From 131b63515932d18a3b1a60db3958f3c0dd5462bc Mon Sep 17 00:00:00 2001
From: Kees Cook <keescook@chromium.org>
Date: Thu, 23 Feb 2017 09:24:24 -0800
Subject: [PATCH 1/3] seccomp: Clean up core dump logic

This just cleans up the core dumping logic to avoid the braces around
the RET_KILL case.

Signed-off-by: Kees Cook <keescook@chromium.org>
---
 kernel/seccomp.c | 6 +++---
 1 file changed, 3 insertions(+), 3 deletions(-)
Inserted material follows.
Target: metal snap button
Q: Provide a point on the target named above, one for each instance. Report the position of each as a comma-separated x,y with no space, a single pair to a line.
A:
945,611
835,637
diff --git a/kernel/seccomp.c b/kernel/seccomp.c
index 65f61077ad50d..fce83885b7eff 100644
--- a/kernel/seccomp.c
+++ b/kernel/seccomp.c
@@ -641,11 +641,12 @@ static int __seccomp_filter(int this_syscall, const struct seccomp_data *sd,
 		return 0;
 
 	case SECCOMP_RET_KILL:
-	default: {
-		siginfo_t info;
+	default:
 		audit_seccomp(this_syscall, SIGSYS, action);
 		/* Dump core only if this is the last remaining thread. */
 		if (get_nr_threads(current) == 1) {
+			siginfo_t info;
+
 			/* Show the original registers in the dump. */
 			syscall_rollback(current, task_pt_regs(current));
 			/* Trigger a manual coredump since do_exit skips it. */
@@ -654,7 +655,6 @@ static int __seccomp_filter(int this_syscall, const struct seccomp_data *sd,
 		}
 		do_exit(SIGSYS);
 	}
-	}
 
 	unreachable();
 

From 93bd70e3330be45542c455dde11d8dc657ab3044 Mon Sep 17 00:00:00 2001
From: Kees Cook <keescook@chromium.org>
Date: Mon, 20 Mar 2017 16:41:35 -0700
Subject: [PATCH 2/3] seccomp: Adjust selftests to avoid double-join

While glibc's pthread implementation is rather forgiving about repeat
thread joining, Bionic has recently become much more strict. To deal with
this, actually track which threads have been successfully joined and kill
the rest at teardown.

Based on a patch from Paul Lawrence.

Cc: Paul Lawrence <paullawrence@google.com>
Signed-off-by: Kees Cook <keescook@chromium.org>
---
 tools/testing/selftests/seccomp/seccomp_bpf.c | 51 ++++++++++++-------
 1 file changed, 34 insertions(+), 17 deletions(-)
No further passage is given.